Researchers believe the cognitive issues may be the result of a menopause-related decline in estrogen input to the prefrontal cortex, which interferes with neurotransmission, causing executive function problems.
“Subjective declines in memory, focus and organization are common in mid-life women,” said study author C. Neill Epperson, director of the Center for Women’s Behavioral Wellness and associate professor in Psychiatry and Obstetrics and Gynecology at the Perelman School of Medicine. “We believe that the results of our small randomized clinical trial provides proof-of-concept that atomoxetine may improve subjective memory, attention and concentration.”
Before clinical recommendations can be made, a follow-up clinical trial needs to validate results. A new follow-up study is now underway at the Penn Medicine’s Women’s Behavioral Wellness program and will test whether an FDA-approved ADD medication amends these cognitive deficits in a larger group of menopausal women.
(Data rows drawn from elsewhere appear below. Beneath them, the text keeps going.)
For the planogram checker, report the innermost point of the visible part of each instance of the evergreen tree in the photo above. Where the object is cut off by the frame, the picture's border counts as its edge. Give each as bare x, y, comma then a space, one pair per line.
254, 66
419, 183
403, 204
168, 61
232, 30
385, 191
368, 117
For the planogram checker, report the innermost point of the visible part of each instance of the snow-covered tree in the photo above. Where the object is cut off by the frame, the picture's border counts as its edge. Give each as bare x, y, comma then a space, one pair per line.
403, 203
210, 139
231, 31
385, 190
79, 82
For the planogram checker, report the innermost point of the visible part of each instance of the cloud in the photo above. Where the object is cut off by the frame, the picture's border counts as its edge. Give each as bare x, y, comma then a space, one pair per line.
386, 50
Facebook Users More Trusting & More Politically Engaged
New national survey findings show that use of social networking sites (SNS) is growing and that those who use these sites, especially Facebook users, have higher measures of social well-being. In a national phone survey of 2,255 American adults last fall, the Pew Research Center’s Internet & American Life Project found that Facebook users who use the site multiple times per day:
• are 43% more likely than other internet users and more than three times as likely as non-internet users to feel that most people can be trusted.
• averages 9% more close, core ties in their overall social network compared with other internet users.
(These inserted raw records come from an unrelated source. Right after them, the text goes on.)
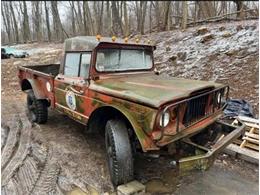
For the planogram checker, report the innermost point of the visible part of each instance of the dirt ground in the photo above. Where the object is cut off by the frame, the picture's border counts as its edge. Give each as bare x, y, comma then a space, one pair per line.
59, 158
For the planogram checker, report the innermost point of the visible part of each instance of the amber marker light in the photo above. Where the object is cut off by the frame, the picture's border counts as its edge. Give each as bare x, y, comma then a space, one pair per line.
113, 38
98, 37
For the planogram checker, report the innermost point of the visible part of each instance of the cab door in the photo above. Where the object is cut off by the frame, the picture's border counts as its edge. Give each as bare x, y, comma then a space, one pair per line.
71, 87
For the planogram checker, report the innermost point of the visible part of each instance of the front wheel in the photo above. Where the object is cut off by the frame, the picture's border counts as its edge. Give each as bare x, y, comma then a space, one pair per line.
38, 110
119, 153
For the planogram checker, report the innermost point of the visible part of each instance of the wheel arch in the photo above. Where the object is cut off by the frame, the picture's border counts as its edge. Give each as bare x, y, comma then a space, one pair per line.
99, 117
27, 84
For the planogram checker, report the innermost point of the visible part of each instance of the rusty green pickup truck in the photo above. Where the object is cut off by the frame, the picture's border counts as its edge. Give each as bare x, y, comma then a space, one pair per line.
111, 86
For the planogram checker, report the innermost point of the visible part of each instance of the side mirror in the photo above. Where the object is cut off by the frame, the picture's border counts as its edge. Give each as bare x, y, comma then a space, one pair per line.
156, 71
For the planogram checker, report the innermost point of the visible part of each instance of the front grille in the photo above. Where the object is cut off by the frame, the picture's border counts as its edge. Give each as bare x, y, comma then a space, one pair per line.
195, 110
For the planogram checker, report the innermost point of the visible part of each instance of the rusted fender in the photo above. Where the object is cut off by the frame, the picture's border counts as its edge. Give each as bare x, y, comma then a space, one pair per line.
37, 88
145, 141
• was an additional two and half times more likely to attend a political rally or meeting, 57% more likely to persuade someone on their vote, and 43% more likely to have said they would vote.
• receives more emotional support and companionship. For Facebook users, the additional boost is equivalent to about half the total support that the average American receives as a result of being married or cohabitating with a partner.
“There has been a great deal of speculation about the impact of social networking site use on people’s social lives, and much of it has centered on the possibility that these sites are hurting users’ relationships and pushing them away from participating in the world,” noted Dr. Keith Hampton, assistant professor of communication at the Annenberg School for Communication and the lead author of the new Pew Internet report. “We’ve found the exact opposite – that people who use sites like Facebook actually have more close relationships and are more likely to be involved in civic and political activities.”
This survey also showed that more people are using social networking sites (SNS)—the figure is now 47% of the entire adult population, compared with 26% that was measured in our similar 2008 survey. Among other things, this means the average age of adult-SNS users has shifted from 33 in 2008 to 38 in 2010. Over half of all adult SNS users are now over the age of 35.
“We also found interesting variation in the characteristics of users across different social networking sites. People pick the platforms which best meet their social and professional needs,” noted Annenberg doctoral student Lauren Sessions Goulet, co-author of the report. For instance, the report found:
• Nearly twice as many men (63%) as women (37%) use LinkedIn.
• The average adult MySpace user is younger (32), and the average adult LinkedIn user older (40), than the average Facebook user (38), Twitter user (33), and users of other SNS (35).
• MySpace and Twitter users are the most racially diverse mainstream social network platforms.
• MySpace users tend to have fewer years of formal education.
The authors also found that social networking sites are increasingly used to keep up with close social ties and MySpace users are more likely to be open to opposing points of view.